If the automated attitude control had failed, then failure to control the spacecraft manually could have potentially prevented it from accomplishing a deorbiting maneuver. Despite the probability of such a scenario being low, Sergei Korolev, Soviet chief rocket engineer, was reported to have been irritated; apparently, he conversed with her during the 38th orbit. Tereshkova radioed: “Don’t worry, I’ll do it all in the morning.”

Nevertheless, Tereshkova had completed 48 orbits and almost three days – 2 days, 22 hours, 50 minutes – in space, which was more than the flight-time of all the American astronauts, at the time, put together.

Tereshkova’s flight was noted by the Soviet Premier at the time, Nikita Khrushchev, as proof that women were certainly not the weaker sex. It came at a time in the West when women’s roles were beginning to change. However, despite the progress that women’s rights achieved in the sixties – it would take some time for NASA to catch up.

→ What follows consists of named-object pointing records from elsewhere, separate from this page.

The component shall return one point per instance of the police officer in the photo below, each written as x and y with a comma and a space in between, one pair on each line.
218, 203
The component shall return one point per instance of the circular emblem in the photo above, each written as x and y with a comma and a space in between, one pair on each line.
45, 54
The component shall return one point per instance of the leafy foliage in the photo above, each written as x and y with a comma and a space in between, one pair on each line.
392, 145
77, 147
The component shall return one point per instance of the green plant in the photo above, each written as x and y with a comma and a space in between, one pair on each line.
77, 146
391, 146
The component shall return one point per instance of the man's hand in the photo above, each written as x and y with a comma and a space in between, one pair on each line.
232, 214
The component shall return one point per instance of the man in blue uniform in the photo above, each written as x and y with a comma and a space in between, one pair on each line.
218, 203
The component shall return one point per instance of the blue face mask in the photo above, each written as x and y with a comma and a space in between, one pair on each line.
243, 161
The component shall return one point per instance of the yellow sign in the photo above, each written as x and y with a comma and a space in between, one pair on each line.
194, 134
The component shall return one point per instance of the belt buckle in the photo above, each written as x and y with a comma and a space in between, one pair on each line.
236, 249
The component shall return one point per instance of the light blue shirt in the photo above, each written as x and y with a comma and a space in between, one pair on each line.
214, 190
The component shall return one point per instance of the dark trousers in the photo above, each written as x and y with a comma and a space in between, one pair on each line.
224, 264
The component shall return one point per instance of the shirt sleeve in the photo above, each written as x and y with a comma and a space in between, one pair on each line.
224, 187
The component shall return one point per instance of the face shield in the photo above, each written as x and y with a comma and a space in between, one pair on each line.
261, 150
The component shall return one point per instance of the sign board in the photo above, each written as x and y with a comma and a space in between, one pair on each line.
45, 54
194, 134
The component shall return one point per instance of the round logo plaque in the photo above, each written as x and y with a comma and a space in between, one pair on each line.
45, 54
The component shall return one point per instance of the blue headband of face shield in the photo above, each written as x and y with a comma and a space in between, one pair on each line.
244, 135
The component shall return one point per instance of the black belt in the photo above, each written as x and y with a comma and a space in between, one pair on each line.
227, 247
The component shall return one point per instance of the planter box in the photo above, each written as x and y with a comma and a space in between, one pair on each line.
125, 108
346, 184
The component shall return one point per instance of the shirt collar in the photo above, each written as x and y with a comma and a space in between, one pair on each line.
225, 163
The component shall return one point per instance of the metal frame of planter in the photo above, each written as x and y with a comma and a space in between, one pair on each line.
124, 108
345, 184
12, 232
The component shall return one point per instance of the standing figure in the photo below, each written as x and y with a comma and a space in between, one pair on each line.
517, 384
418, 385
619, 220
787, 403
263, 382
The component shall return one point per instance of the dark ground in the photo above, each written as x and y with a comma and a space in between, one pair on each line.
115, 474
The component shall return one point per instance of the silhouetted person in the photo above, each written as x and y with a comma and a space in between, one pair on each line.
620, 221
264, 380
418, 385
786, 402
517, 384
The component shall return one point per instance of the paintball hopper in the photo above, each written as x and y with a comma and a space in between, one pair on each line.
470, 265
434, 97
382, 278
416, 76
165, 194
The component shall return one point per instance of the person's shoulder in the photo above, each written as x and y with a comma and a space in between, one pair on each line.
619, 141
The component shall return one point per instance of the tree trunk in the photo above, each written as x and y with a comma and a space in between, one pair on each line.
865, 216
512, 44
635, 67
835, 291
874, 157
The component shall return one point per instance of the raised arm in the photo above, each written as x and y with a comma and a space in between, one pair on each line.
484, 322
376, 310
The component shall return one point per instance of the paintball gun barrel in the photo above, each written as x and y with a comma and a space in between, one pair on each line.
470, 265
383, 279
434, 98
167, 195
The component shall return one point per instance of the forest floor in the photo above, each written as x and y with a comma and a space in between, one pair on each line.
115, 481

Valentina Tereshkova became the first woman in space during the Vostok 6 mission, which lifted off in June 1963. Photo Credit: Commons / Ria Novosti

Two days prior on June 14, 1963, cosmonaut Valery Bykovsky launched into space in his Vostok 5 capsule and was still orbiting the Earth when Tereshkova launched. Bykovsky returned to Earth on June 19, after 82 orbits and almost 5 days – 4 days, 23 hours, 6 minutes – in space. The two spacecraft were somewhat close at certain points in the mission – approximately three miles (5 km) separating the two.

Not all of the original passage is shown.